Gala nostálgica
El pasado año, el pianista John Lewis ofreció un maravilloso concierto en solitario en Mendizorrotza. Fue una demostración de sabiduría algo estéril porque se perdió en el aire. El festival vitoriano, en oportuno acto de desagravio, tenía previsto recuperarlo para la gala inaugural de su 25º aniversario en las óptimas condiciones ambientales que proporciona el teatro Principal de la ciudad, pero su muerte trastocó los planes, y el trompetista Wynton Marsalis se vio emparejado con su padre, Ellis. No hay como tocar en familia, pero la endogamia, lo dicen los científicos, encierra peligros evidentes, y la diferencia de calidad entre ambos pianistas convirtió en un concierto apenas discreto lo que podía haber sido un acontecimiento.
Los Marsalis
Wynton Marsalis Duo, Ellis Marsalis (piano), Wynton Marsalis (trompeta).

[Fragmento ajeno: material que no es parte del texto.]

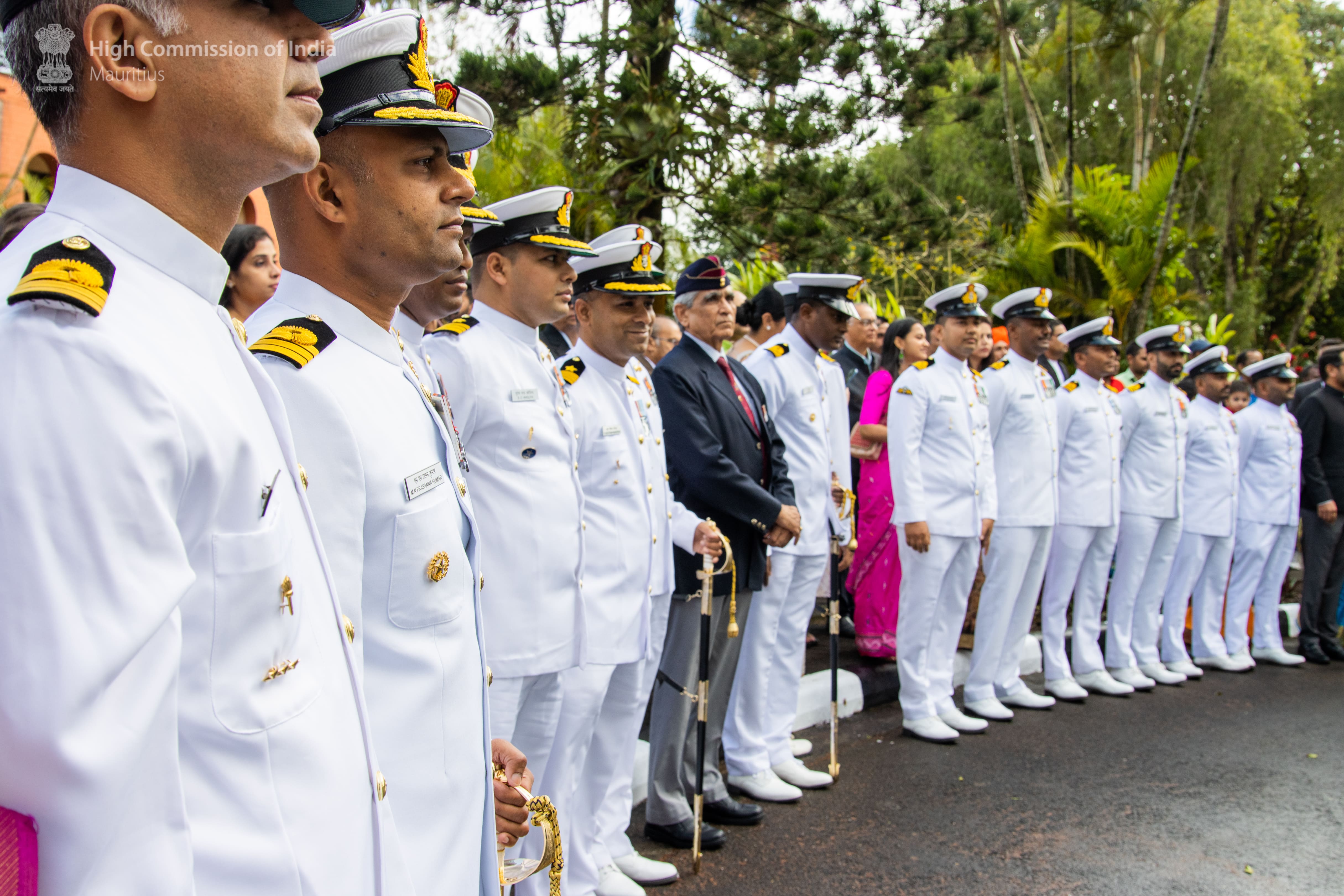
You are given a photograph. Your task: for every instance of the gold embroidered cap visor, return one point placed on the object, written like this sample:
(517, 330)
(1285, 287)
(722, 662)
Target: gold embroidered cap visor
(378, 76)
(541, 217)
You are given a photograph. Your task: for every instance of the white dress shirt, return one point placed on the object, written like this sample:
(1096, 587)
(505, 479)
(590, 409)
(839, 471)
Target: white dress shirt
(1152, 461)
(390, 500)
(521, 436)
(144, 573)
(943, 464)
(1022, 425)
(1212, 471)
(793, 391)
(1089, 426)
(1271, 459)
(628, 507)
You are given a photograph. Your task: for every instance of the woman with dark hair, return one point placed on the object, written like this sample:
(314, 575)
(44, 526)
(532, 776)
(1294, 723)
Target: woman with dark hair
(763, 315)
(876, 574)
(253, 270)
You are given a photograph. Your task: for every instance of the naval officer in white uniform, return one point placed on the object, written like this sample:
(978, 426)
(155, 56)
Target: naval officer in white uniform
(1271, 460)
(1089, 425)
(1151, 472)
(943, 476)
(765, 692)
(166, 725)
(1209, 523)
(1026, 442)
(631, 512)
(386, 477)
(518, 428)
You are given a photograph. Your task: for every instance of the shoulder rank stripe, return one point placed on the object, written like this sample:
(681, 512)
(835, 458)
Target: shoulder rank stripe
(572, 370)
(457, 325)
(298, 340)
(71, 273)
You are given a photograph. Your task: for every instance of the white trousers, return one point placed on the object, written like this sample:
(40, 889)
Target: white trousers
(765, 690)
(615, 741)
(1260, 563)
(935, 588)
(1079, 566)
(1199, 577)
(1015, 567)
(526, 711)
(1144, 551)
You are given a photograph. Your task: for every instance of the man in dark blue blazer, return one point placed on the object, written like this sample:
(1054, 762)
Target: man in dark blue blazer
(726, 463)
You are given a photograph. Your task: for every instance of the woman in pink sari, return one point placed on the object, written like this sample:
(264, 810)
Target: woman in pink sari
(876, 574)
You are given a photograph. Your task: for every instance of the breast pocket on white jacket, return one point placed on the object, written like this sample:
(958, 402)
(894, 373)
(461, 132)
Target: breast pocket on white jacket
(257, 672)
(431, 581)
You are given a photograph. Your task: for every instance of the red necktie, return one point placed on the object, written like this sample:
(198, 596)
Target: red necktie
(746, 406)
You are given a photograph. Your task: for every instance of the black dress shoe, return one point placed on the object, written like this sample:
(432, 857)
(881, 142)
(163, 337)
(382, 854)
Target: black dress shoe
(1314, 653)
(730, 812)
(681, 836)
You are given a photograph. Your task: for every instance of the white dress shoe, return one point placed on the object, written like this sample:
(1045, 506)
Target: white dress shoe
(1027, 699)
(1066, 690)
(929, 729)
(963, 723)
(1277, 656)
(1186, 668)
(647, 871)
(1101, 682)
(795, 773)
(1221, 661)
(767, 785)
(1162, 675)
(990, 709)
(612, 882)
(1134, 678)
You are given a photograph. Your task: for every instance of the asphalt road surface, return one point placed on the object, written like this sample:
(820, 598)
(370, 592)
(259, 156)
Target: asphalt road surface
(1229, 785)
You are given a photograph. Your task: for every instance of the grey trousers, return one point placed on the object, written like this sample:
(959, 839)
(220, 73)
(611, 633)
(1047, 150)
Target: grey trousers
(1323, 575)
(673, 715)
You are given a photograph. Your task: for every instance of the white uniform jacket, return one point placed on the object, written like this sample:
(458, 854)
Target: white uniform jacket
(628, 507)
(154, 523)
(1089, 425)
(788, 371)
(1271, 457)
(1212, 471)
(393, 508)
(518, 428)
(837, 401)
(1022, 425)
(1152, 461)
(943, 463)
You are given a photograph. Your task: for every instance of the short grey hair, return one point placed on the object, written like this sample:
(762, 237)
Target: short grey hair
(58, 111)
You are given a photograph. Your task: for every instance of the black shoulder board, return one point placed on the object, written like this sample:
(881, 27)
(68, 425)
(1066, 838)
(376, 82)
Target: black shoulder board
(68, 275)
(296, 340)
(457, 325)
(572, 370)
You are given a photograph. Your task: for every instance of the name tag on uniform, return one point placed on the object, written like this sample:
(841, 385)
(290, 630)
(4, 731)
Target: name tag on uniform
(431, 477)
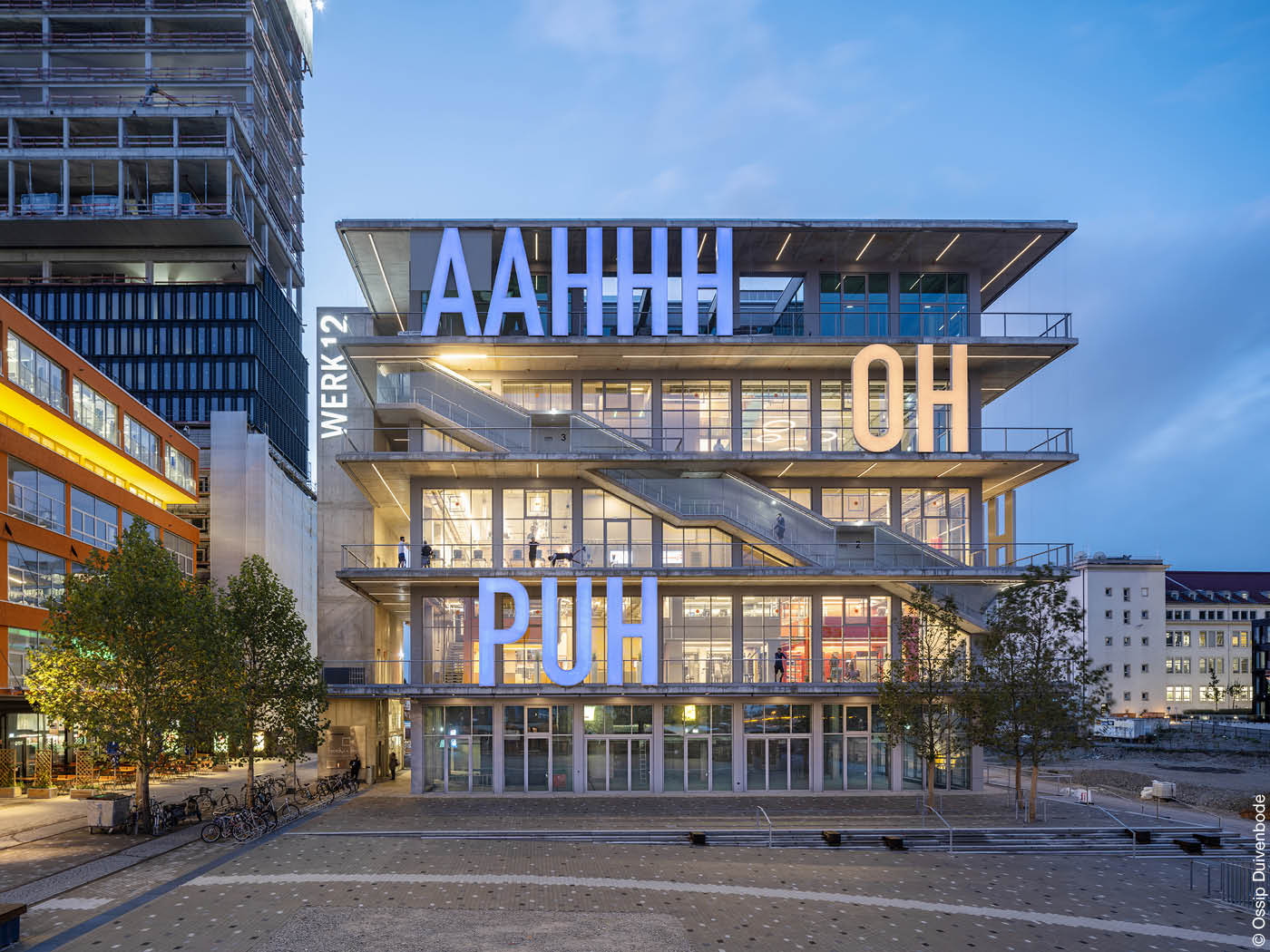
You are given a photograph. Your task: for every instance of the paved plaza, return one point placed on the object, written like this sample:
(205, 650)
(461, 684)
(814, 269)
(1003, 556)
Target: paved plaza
(300, 891)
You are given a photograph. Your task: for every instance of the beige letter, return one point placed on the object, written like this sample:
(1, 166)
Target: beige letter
(894, 381)
(955, 397)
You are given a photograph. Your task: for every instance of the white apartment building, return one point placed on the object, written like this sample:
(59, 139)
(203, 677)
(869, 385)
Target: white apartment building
(1164, 634)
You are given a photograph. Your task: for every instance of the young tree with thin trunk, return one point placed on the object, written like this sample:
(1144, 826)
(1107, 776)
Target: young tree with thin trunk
(129, 653)
(1037, 685)
(278, 689)
(916, 700)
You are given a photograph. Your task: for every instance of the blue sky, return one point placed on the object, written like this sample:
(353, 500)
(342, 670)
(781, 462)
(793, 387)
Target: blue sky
(1146, 123)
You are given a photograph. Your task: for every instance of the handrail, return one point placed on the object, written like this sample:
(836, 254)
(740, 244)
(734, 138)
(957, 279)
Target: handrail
(759, 810)
(927, 806)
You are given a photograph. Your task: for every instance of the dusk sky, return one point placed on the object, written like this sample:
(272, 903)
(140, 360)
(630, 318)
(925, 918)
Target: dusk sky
(1145, 123)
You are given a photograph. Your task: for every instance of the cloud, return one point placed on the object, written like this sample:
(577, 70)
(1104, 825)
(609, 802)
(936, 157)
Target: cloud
(1226, 413)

Teatro Principal. Vitoria. 14 de julio.
No cabe duda de que Ellis Marsalis, personaje anónimo hasta que la fama de sus hijos le puso en el mapa del jazz, es un pedagogo solvente y posee un estilo aseado y voluntarioso, pero carece de la chispa del creador genuino. Su techo artístico no le permite remontarse más allá de alturas modestas, mientras que el de Lewis tenía el vuelo y la grandeza de una cúpula vaticana. Después de hacer comparaciones, la añoranza del antiguo director de The Modern Jazz Quartet era el sentimiento predominante.
Con una amplificación mínima, el dúo atacó de entrada el mismo tema, In the court of King Oliver, que abría el único disco conjunto que han grabado hasta la fecha (The resolution of romance, 1990). Wynton había cambiado su conocida trompeta supersónica, un artefacto de hechuras casi marcianas, por otra convencional, quizá con la idea de remitir al timbre añejo de las cornetas de los pioneros. Y, en efecto, el ambiente tenía algo de salón decimonónico, sobre todo cuando la pareja atacó después New Orleans, una preciosa melodía de Hoagy Carmichael, con la que el trompetista se tomó insospechadas libertades sin mejorar la versión literal del gran Bobby Hackett de los años treinta.
En todo lo demás, Wynton estuvo espléndido y por momentos brillante. Su técnica es tan infalible y docta que para falsear una nota en favor de la expresividad tuvo que aplicarse a fondo, y sus improvisaciones encerraron una lógica tan rotunda que parecieron memorizadas. Su perfección puntillista es norma, y para acuciar su imaginación necesita verdaderos maestros, de léxico propio y sintaxis original, capaces de plantearle retos. Esta vez tenía al lado sólo a un buen profesor.
Ortodoxia
Se calcula que el mayor de los Marsalis empleó al menos el triple de notas de las que hubiera necesitado Lewis para contar más y mejores historias. Ellis se comportó como un pianista tirando a caligráfico, algo plano y de sentido rítmico más bien convencional. Como si llevase el aula a cuestas, sirvió a su hijo justo los acordes que necesitaba y acentuó allí donde indican las normas del estricto buen tocar, pero su fraseo, de una elegancia simétrica y formalista, rara vez provocó vuelcos de corazón ni pellizcos viscerales. Muy al contrario, sus intervenciones tuvieron algo de ese glamour blando que pudo incitar a algún fotógrafo a calzar sus objetivos con filtros difusores y de estrellitas. Tampoco en el Django, que se reservó a piano sólo para homenajear a Lewis, se atrevió a trascender las habituales referencias a Bach y al blues canónico. Ortodoxia era su lección.
El repertorio no deparó sorpresas. What is this thing called love, Jitterbug waltz, Lover y otros clásicos de eficacia probada se sucedieron sin sobresaltos. Sólo un par de piezas, entre ellas una atractiva composición del clarinetista Alvin Batiste, recordó que Nueva Orleans es una ciudad abierta a todos los ritmos, y muy en especial a los callejeros. Cumplido el protocolo del concierto oficial, lo mejor llegó en las propinas, dos blues de carácter diverso, el primero beneficiado por un acompañamiento mínimo de Ellis y un tremendo solo de Wynton. El dúo regaló como tercer bis Corcovado, una rara aproximación del trompetista a la música brasileña. Novedad menor en una gala inaugural que merecía emociones más fuertes.